Helga shrugged her shoulders. “I hope so, but they own that land and Alturas is growing so I cannot say.”

Lulu watched the reality of what seemed to be family indecision cross Helga’s face and as Helga picked up a few of the customer’s dishes and returned to the kitchen, Lulu heard herself saying that Helga should tell them that they have permanent jobs.

Helga set down her dishes and raced over to hug Lulu. “I will tell them.”

Lulu was sure of her feelings about the Trannas and she knew that Helga was the best thing since canned milk to come into her life, so she poured herself a cup of coffee and sat on the stool behind the counter to do her morning inventory when her husband came through the front door.

“Hello, Lulu,” Sheriff Justice said ebulliently. “What’s for lunch?”

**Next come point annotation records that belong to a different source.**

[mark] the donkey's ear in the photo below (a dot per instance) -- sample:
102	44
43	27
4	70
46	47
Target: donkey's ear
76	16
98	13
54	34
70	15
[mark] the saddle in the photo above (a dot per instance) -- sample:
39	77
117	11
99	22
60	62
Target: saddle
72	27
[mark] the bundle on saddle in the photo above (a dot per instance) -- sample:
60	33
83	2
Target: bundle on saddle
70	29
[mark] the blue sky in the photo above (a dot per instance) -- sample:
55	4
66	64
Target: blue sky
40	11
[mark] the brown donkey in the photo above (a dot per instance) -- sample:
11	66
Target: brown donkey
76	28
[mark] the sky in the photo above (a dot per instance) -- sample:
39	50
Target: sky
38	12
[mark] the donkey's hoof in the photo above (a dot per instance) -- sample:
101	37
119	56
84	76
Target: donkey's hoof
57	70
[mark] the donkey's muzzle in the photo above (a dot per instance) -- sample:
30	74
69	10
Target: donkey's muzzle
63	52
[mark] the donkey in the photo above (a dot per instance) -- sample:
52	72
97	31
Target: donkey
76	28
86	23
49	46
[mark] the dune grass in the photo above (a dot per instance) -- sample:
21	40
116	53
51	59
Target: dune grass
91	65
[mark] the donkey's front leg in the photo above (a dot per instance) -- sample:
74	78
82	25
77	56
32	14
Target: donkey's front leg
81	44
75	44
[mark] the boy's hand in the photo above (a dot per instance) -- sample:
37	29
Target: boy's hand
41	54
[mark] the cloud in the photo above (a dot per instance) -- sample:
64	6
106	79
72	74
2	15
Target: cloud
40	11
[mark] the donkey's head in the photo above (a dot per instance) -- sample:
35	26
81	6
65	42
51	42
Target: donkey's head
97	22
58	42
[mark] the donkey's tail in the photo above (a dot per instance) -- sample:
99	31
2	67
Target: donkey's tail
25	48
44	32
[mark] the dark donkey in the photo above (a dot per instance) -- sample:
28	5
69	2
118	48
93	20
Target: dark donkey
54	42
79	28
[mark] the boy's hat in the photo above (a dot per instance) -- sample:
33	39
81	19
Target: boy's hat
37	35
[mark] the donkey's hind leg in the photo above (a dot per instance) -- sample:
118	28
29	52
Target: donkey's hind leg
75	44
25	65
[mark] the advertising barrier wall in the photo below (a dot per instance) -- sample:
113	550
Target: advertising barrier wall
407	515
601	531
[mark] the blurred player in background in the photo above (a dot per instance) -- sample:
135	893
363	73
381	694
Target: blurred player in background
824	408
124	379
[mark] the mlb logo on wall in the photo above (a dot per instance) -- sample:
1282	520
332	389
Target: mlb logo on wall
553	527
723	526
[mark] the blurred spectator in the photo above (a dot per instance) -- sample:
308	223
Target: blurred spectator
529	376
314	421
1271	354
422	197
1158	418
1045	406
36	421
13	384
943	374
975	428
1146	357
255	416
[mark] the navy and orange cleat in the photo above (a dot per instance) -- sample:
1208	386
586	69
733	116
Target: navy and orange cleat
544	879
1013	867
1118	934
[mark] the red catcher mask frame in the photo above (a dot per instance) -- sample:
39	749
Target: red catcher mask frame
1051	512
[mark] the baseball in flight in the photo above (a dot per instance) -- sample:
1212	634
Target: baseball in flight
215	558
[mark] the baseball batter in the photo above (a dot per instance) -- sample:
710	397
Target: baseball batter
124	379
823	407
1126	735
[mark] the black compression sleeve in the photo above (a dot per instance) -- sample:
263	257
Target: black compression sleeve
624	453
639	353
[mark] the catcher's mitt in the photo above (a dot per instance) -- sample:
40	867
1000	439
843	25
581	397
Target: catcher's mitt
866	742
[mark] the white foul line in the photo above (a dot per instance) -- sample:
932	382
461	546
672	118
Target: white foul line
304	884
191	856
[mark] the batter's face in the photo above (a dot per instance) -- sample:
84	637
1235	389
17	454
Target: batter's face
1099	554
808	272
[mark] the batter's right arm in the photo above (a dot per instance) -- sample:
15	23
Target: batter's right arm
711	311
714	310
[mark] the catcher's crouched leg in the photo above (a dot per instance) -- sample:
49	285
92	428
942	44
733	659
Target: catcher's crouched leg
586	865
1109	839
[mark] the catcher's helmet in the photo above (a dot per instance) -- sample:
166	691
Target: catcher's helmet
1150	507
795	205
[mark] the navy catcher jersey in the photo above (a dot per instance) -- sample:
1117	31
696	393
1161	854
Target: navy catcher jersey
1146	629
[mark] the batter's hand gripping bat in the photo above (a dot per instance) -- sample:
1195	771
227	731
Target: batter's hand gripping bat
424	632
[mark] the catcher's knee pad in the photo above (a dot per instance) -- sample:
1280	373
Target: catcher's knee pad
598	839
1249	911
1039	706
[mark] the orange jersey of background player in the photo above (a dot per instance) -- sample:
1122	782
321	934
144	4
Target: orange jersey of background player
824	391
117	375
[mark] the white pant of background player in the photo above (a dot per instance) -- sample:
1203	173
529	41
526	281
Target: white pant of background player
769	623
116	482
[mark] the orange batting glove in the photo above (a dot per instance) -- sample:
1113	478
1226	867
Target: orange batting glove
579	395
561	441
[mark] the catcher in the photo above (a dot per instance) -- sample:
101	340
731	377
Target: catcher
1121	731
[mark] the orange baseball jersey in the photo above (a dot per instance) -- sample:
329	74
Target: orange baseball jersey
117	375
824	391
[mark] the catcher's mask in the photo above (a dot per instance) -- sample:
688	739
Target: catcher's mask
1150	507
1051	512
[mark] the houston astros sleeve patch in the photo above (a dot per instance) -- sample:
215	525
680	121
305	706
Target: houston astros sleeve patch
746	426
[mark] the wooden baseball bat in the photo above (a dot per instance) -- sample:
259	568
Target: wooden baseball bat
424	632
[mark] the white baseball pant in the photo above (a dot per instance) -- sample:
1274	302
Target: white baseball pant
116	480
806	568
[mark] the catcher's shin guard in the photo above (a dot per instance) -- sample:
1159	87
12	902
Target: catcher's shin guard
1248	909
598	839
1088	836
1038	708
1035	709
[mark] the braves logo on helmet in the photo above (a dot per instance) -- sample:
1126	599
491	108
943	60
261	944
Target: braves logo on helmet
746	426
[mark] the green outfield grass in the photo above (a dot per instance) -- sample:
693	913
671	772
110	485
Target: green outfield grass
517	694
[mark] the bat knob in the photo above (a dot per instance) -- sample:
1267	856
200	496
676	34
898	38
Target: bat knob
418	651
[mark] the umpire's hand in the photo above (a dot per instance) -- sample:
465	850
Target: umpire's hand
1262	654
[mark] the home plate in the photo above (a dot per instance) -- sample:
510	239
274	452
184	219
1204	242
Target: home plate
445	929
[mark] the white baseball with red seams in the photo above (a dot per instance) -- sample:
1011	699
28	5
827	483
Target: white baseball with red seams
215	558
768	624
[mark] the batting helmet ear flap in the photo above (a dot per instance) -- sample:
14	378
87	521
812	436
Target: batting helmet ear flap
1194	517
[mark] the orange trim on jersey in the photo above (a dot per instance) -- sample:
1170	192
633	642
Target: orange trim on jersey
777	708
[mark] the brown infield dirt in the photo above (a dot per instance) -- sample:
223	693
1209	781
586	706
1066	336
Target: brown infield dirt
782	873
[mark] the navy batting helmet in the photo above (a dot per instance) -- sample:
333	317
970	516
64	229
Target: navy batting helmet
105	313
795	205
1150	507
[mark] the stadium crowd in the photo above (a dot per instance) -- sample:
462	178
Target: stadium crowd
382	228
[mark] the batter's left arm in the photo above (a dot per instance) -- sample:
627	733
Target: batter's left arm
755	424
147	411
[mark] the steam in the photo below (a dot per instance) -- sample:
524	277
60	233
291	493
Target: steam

“Oxtail soup and biscuits?” Lulu said. “There is pot roast, too and fresh sweet potato pie?”

“How can I decide? Johnny asked. “Both are favorites. Are you serving a big dinner tonight, honey?”

“We are using up the leftovers from Sunday so there is chicken and something for dinner.”

“Pot roast it is!”

Lulu went into the kitchen to tell Helga to get Johnny’s lunch and came back to a half dozen folks coming in for the mid-day meal. The café hummed with activity the rest of the day. All of the baked goods were sold out when the school kids who came in emptied the cookie tray. Lulu checked on dinner and determined she was in good hands and decided that she would leave for the ranch.

The drive home was pleasant enough. Snow was building up on the forest floor and it was beautiful to see. Lulu parked the Ford by the back door and she was greeted by her little daughter who seemed to be waiting for mom to arrive.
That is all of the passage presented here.